Positional Preservation Embedding for Multimodal Large Language Models
Mouxiao Huang, Borui Jiang, Dehua Zheng, Hailin Hu, Kai Han, Xinghao Chen
TL;DR
The paper tackles inefficiencies in multimodal large language models caused by dense visual tokens and disrupted spatiotemporal layouts during compression. It introduces Positional Preservation Embedding (PPE), a parameter-free encoding operator that splits and preserves multiple positional IDs per merged token, enabling cascade compression across Transformer layers. Empirical results on MMBench, TextVQA, and VideoMME show consistent improvements (roughly $2\%\sim 5\%$) and substantial token reductions (55% spatial and up to 90% with cascade), while maintaining or improving task performance.

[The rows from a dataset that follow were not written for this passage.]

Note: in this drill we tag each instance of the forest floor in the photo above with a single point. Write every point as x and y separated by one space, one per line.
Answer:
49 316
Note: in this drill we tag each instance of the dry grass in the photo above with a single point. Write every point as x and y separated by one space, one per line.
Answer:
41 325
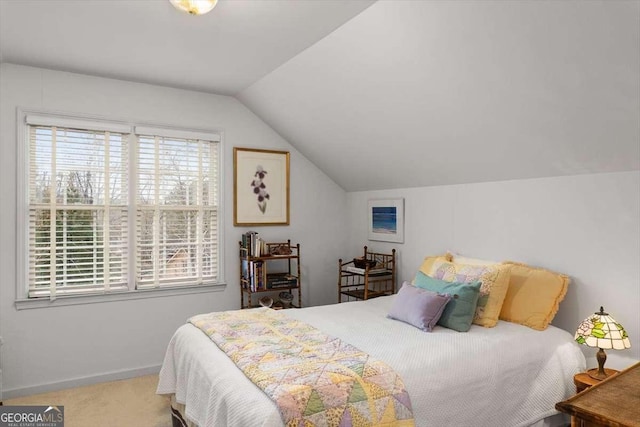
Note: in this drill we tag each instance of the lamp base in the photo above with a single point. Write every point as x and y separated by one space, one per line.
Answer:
593 373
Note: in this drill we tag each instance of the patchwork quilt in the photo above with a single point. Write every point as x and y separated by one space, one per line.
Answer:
314 379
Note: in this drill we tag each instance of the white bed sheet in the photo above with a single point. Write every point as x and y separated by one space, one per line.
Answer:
509 375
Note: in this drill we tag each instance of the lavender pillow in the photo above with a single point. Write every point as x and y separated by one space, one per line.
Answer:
418 307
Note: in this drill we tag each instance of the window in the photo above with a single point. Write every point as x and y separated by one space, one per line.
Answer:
114 207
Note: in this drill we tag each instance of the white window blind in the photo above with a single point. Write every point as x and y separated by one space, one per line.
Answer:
113 207
177 210
78 230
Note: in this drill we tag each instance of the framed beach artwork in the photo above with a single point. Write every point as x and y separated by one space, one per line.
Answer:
386 220
260 187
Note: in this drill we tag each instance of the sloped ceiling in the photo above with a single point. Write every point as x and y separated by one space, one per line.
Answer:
420 93
149 41
390 94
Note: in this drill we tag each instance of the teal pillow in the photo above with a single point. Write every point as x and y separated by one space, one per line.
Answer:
459 312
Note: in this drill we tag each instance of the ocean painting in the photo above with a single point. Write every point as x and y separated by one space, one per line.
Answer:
384 219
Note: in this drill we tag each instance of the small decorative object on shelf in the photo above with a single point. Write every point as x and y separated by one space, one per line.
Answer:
266 302
369 276
257 260
286 298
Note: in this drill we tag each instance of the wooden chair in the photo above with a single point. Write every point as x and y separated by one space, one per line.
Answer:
367 280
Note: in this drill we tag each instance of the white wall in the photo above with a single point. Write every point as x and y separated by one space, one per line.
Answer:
54 347
585 226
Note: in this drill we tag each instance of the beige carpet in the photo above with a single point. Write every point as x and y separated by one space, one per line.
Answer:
124 403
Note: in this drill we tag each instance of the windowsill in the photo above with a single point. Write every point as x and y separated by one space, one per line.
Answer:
25 304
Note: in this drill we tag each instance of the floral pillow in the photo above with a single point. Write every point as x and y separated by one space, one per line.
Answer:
494 280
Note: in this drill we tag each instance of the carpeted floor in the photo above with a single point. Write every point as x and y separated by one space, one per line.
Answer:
125 403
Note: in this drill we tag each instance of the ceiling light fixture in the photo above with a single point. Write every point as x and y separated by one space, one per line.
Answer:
194 7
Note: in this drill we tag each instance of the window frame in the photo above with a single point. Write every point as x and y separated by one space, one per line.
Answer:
22 300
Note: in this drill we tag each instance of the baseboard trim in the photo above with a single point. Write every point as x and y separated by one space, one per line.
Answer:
79 382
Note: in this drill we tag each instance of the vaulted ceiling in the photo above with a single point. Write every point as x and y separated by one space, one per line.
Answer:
390 94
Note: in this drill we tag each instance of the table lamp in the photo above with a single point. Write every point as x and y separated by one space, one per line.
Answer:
602 331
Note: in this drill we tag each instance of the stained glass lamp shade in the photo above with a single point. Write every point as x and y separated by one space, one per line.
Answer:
600 330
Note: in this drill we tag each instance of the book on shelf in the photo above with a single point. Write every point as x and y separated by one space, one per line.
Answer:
281 280
356 270
253 244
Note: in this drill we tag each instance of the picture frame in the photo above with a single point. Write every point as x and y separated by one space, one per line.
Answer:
260 187
386 220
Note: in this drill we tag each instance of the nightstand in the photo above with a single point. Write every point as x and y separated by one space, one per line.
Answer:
583 381
612 402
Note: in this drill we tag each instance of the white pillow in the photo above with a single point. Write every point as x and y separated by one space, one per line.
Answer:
459 259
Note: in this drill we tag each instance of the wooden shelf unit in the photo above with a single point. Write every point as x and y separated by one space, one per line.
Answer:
254 273
369 282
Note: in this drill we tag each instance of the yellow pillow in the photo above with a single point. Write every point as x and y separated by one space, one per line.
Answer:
494 281
534 295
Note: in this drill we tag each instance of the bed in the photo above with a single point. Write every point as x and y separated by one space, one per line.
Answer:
508 375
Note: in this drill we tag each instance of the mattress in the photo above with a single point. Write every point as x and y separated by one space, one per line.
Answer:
509 375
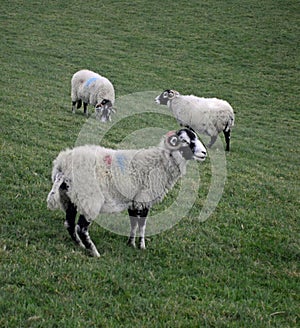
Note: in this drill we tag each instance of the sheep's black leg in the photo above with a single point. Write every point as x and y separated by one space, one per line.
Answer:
227 138
212 141
85 108
73 106
138 218
70 222
133 225
79 103
83 233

PPE’s plug-and-play compatibility with existing token merging methods and its emphasis on preserving positional cues highlight its practical impact for efficient and effective vision-language reasoning.
Abstract
Multimodal large language models (MLLMs) have achieved strong performance on vision-language tasks, yet often suffer from inefficiencies due to redundant visual tokens. Existing token merging methods reduce sequence length but frequently disrupt spatial layouts and temporal continuity by disregarding positional relationships. In this work, we propose a novel encoding operator dubbed as \textbf{P}ositional \textbf{P}reservation \textbf{E}mbedding (\textbf{PPE}), which has the main hallmark of preservation of spatiotemporal structure during visual token compression. PPE explicitly introduces the disentangled encoding of 3D positions in the token dimension, enabling each compressed token to encapsulate different positions from multiple original tokens. Furthermore, we show that PPE can effectively support cascade clustering -- a progressive token compression strategy that leads to better performance retention. PPE is a parameter-free and generic operator that can be seamlessly integrated into existing token merging methods without any adjustments. Applied to state-of-the-art token merging framework, PPE achieves consistent improvements of $2\%\sim5\%$ across multiple vision-language benchmarks, including MMBench (general vision understanding), TextVQA (layout understanding) and VideoMME (temporal understanding). These results demonstrate that preserving positional cues is critical for efficient and effective MLLM reasoning.